The Indiana Fever have been on a roll. Four straight wins, a roster clicking into form at the right time, and Caitlin Clark and Kelsey Mitchell combining for over 40 points in back-to-back games. Indiana looked like a team finding its ceiling. Then Sophie Cunningham reminded everyone that the ceiling might be higher than anyone thought.
Against the Toronto Tempo on Tuesday night at Gainbridge Fieldhouse, Cunningham came off the bench and erupted for a season-high 24 points on 8-of-11 shooting, going 6-of-7 from three to match her career high. The Fever won 113-91, setting a franchise record for points in regulation and extending their home winning streak to six games.
Mitchell led all scorers with 27 points on a remarkably efficient 9-of-11 shooting. Clark added 21 points and a season-high 14 assists, including a between-the-legs, around-the-back pass to Makayla Timpson in the second half that left the arena buzzing. On any other night, either performance would have been the story. On Tuesday, Cunningham outshone them both.
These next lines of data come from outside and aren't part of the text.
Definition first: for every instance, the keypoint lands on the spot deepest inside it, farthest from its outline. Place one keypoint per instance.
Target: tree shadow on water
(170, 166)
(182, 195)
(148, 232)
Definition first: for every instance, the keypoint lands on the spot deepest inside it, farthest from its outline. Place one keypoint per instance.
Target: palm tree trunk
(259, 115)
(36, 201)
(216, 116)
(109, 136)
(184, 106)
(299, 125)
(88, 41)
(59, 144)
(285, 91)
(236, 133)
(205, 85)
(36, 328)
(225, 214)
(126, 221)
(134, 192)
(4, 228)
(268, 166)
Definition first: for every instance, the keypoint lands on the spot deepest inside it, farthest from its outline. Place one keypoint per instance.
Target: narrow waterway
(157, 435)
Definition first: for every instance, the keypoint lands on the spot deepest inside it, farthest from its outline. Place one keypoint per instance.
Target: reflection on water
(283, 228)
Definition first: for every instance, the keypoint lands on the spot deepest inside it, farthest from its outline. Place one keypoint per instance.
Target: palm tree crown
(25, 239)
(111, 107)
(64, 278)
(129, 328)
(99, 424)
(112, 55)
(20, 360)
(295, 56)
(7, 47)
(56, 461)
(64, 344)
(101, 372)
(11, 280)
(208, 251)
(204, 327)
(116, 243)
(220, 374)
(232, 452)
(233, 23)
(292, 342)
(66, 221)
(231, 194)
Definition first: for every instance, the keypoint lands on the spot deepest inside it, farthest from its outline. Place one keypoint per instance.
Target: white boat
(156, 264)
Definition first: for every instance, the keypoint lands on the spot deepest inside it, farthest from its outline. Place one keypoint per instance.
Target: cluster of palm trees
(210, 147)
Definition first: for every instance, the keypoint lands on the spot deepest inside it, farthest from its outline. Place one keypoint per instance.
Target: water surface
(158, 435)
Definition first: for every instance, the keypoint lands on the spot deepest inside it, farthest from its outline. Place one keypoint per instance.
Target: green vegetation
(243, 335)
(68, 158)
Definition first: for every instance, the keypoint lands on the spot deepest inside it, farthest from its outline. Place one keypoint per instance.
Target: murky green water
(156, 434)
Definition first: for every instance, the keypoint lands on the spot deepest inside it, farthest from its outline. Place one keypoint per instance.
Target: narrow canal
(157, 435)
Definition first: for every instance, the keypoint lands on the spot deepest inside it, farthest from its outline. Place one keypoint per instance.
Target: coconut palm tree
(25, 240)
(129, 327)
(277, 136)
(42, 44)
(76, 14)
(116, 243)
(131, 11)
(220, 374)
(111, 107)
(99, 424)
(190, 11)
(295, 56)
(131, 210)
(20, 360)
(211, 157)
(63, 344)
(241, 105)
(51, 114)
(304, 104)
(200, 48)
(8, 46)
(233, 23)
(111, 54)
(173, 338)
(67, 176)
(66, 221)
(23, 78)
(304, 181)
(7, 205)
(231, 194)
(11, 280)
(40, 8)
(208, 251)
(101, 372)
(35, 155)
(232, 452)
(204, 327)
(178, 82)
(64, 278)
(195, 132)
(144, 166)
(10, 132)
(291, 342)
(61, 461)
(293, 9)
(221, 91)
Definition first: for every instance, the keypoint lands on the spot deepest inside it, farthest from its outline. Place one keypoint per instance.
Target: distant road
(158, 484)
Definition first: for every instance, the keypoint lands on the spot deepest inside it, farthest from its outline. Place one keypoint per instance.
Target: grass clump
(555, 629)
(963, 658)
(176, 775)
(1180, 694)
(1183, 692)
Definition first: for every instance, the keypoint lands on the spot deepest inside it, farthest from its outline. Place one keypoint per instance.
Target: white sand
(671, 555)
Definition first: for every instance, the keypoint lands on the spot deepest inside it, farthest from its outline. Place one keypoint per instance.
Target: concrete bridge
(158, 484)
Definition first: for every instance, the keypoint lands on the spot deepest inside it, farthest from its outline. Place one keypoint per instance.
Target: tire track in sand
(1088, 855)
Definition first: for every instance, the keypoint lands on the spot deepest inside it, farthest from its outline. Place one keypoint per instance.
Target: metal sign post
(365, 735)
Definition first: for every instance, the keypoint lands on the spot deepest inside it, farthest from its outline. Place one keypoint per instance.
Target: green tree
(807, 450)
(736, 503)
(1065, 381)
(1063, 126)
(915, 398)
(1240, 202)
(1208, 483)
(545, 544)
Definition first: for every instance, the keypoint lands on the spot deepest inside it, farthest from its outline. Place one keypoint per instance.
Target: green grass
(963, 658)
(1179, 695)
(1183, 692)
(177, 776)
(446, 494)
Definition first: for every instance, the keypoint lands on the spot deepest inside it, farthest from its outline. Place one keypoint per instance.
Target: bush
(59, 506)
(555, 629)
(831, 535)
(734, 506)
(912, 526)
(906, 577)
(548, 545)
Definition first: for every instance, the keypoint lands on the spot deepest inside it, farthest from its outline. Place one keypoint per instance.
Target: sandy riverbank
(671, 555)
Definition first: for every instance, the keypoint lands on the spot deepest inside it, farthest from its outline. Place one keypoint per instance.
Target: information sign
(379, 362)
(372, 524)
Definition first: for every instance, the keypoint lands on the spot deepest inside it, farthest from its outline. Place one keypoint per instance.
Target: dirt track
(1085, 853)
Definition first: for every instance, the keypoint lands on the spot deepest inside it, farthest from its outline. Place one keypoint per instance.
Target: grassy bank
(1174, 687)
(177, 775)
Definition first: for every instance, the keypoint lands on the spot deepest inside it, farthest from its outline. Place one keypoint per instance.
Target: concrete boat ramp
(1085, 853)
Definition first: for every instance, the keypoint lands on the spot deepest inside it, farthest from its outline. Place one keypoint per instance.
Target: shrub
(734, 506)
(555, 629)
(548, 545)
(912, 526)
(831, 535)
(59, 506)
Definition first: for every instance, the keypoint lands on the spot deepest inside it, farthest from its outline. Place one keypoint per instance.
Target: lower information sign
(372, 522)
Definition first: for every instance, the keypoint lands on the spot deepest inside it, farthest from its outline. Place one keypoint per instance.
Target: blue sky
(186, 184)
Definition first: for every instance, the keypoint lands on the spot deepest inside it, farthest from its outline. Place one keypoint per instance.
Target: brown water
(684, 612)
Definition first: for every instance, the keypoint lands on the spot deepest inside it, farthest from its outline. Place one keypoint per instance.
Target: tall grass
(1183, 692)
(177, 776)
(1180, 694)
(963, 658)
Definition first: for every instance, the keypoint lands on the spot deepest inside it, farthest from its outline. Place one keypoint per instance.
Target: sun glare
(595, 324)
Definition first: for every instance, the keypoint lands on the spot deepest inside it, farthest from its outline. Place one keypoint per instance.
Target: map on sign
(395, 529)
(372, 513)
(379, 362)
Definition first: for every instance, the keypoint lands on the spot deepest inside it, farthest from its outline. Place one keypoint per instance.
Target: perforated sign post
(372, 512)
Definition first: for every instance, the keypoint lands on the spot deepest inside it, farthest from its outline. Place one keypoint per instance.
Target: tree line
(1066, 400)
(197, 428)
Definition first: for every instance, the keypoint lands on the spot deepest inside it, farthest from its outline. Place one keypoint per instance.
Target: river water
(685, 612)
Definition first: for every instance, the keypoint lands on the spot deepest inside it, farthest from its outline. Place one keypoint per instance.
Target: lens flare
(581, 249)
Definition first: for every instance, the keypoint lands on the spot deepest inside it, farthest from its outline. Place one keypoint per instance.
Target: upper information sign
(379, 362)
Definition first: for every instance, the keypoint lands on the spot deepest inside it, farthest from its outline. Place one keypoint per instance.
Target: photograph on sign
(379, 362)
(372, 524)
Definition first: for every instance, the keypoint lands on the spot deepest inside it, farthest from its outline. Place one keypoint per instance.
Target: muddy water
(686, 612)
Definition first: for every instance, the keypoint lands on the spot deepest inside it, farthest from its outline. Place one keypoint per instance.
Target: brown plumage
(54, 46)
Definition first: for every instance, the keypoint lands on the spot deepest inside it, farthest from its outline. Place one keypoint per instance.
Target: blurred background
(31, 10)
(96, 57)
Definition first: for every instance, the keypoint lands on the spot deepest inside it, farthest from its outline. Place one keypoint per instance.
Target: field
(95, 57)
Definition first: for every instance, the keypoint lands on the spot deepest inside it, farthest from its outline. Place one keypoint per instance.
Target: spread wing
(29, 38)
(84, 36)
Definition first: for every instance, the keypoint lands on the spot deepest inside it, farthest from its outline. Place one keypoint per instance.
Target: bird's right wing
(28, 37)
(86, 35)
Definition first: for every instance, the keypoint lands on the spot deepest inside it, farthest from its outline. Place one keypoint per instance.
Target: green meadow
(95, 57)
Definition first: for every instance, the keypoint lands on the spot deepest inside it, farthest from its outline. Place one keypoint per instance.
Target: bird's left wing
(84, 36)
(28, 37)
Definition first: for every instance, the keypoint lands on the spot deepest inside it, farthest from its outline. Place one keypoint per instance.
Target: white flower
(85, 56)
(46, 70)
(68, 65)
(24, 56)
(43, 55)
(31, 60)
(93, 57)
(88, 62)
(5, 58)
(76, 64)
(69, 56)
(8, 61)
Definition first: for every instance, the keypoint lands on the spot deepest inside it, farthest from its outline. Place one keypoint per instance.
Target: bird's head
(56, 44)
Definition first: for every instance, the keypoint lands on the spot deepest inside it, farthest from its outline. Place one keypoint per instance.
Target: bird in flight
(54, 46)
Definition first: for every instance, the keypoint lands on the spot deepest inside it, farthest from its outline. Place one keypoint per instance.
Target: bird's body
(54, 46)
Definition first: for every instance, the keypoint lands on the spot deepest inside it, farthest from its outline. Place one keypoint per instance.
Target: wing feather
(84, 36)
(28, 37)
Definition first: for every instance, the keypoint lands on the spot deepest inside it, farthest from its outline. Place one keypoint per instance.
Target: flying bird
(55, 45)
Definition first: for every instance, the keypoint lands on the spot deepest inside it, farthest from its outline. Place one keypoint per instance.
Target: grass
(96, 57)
She opened with a buzzer-beating three at the end of the first quarter, putting Indiana up six. A five-point burst late in the second half stretched a one-point lead back to six. Another three with seconds remaining in the third pushed the Fever into double digits and effectively ended the game as a contest. Indiana led by as many as 24 late in the fourth, giving their starters meaningful rest during a stretch run that has demanded a lot from their top players.
The shooting tear did not begin Tuesday. Dating back to Saturday’s win over Connecticut, Sophie Cunningham made seven consecutive three-pointers before her lone miss against the Tempo. That streak left her three short of the WNBA record of 10 straight, set by Alex Bentley in 2013. Cunningham, however, was not talking about her own numbers after the game.
“We’re seeing what works,” she said. “We’re sharing the ball. I don’t think it’s just me. I think it’s our team as a whole.”
The context behind the shooting makes it more remarkable. Sophie Cunningham missed Thursday’s game against Chicago due to right elbow soreness and revealed postgame that she received a platelet-rich plasma injection to accelerate her recovery. Clark joked afterward that her teammate had a “brand new elbow.”
Cunningham put it more plainly:
“I really did get that fixed, and now I’m starting to stay in my shot a little bit.” Head coach Stephanie White kept it even simpler. “She’s tough as shit,” White said.
Sophie Cunningham’s Consistency Off the Bench Is Now Indiana’s Biggest X-Factor
Entering Tuesday, Sophie Cunningham was averaging 8.9 points per game on 47.9 percent shooting, third-best of her eight-year career. Productive numbers for a bench player, but not quite the fourth scoring option Indiana needs alongside Clark, Mitchell, and Aliyah Boston. The past two games have changed that conversation. Eleven points in the final two minutes against Connecticut, then a career-tying explosion against Toronto. That is not a hot streak. That is a player figuring something out at exactly the right time.
White made clear after the game that Cunningham’s value extends beyond shot-making.
“Sophie is just one of those players that can bring so much,” White said. “Her leadership has been outstanding. Her ability to knock down a shot is huge for us.”
When a player gives her team shooting, leadership, and toughness off the bench while recovering from an elbow injury, the head coach tends to notice.
Indiana improves to 9-5 on the season and has now won four straight. The Fever have also proven they can hold a big lead, something that had been an issue in recent wins. Tuesday’s margin stayed intact and grew. That matters for a team with genuine playoff ambitions. And if Sophie Cunningham keeps shooting like this, those ambitions are going to be very hard to slow down.